Olena, klein van stuk en met een groene pet, heeft haar littekens proberen te verbergen voor het Nederlandse bezoek. Haar strijdlust is onveranderd: terugtrekken is voor haar onbespreekbaar — zij wil haar thuisstad bevrijden. In de dorpen rond Slovjansk en Kramatorsk liggen veel militairen gestationeerd in afgewerkte houten huizen, waarvan de oorspronkelijke bewoners grotendeels zijn gevlucht door Russische opmars en beschietingen.

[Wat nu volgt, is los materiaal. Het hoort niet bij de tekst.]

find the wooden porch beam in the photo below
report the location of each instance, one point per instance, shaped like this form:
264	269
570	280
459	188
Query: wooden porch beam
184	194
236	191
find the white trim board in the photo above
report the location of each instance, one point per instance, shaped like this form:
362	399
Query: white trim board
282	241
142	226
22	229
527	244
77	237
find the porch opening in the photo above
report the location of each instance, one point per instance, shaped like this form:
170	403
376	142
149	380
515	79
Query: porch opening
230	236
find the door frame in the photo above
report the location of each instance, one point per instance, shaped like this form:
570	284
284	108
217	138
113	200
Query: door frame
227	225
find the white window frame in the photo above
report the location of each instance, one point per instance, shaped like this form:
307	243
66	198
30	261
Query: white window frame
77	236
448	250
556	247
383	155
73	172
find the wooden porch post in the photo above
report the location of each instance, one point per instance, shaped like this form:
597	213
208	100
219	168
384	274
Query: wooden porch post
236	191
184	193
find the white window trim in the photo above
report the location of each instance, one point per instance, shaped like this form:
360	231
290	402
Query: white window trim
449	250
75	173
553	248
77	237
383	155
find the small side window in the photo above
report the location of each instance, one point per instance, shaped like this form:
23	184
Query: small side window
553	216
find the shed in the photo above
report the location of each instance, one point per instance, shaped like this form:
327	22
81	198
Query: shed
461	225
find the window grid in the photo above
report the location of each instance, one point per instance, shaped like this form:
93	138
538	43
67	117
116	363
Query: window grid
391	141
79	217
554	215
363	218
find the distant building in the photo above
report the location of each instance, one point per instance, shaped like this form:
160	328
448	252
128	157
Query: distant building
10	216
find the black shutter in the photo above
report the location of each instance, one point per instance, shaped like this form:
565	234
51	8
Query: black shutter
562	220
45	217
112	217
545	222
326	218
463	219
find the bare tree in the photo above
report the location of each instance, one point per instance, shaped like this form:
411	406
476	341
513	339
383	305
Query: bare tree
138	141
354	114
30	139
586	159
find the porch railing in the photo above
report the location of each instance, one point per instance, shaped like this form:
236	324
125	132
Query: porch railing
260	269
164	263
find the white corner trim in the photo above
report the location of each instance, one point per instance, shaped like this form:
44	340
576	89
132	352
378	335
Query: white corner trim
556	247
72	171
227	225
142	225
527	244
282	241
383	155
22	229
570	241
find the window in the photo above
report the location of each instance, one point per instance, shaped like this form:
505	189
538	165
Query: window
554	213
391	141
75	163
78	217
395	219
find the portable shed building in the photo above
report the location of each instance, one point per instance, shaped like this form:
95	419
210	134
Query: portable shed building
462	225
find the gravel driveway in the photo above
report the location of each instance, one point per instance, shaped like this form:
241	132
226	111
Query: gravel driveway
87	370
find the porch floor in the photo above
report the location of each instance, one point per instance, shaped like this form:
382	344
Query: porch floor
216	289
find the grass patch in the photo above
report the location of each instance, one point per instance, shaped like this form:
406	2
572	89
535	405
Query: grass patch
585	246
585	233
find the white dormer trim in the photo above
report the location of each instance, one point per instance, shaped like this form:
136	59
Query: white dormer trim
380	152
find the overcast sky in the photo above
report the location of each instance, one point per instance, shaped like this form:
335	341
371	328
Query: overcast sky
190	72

De oorlog hier is sterk door drones bepaald. In sommige huizen zitten mannen aan lange tafels te solderen aan vierarmige onbemande toestellen; de Oekraïense verkenningsdrones geven vaak als eerste waarschuwing. Maar slecht weer en laaghangende mist beperken het zicht en bieden de Russen kansen om stilletjes dichterbij te komen. Een jonge dronepiloot van twintig zegt dat de vijand op afstanden van vijf kilometer tot enkele honderden meters gevonden kan worden — en dat ze overal proberen langs te sluipen.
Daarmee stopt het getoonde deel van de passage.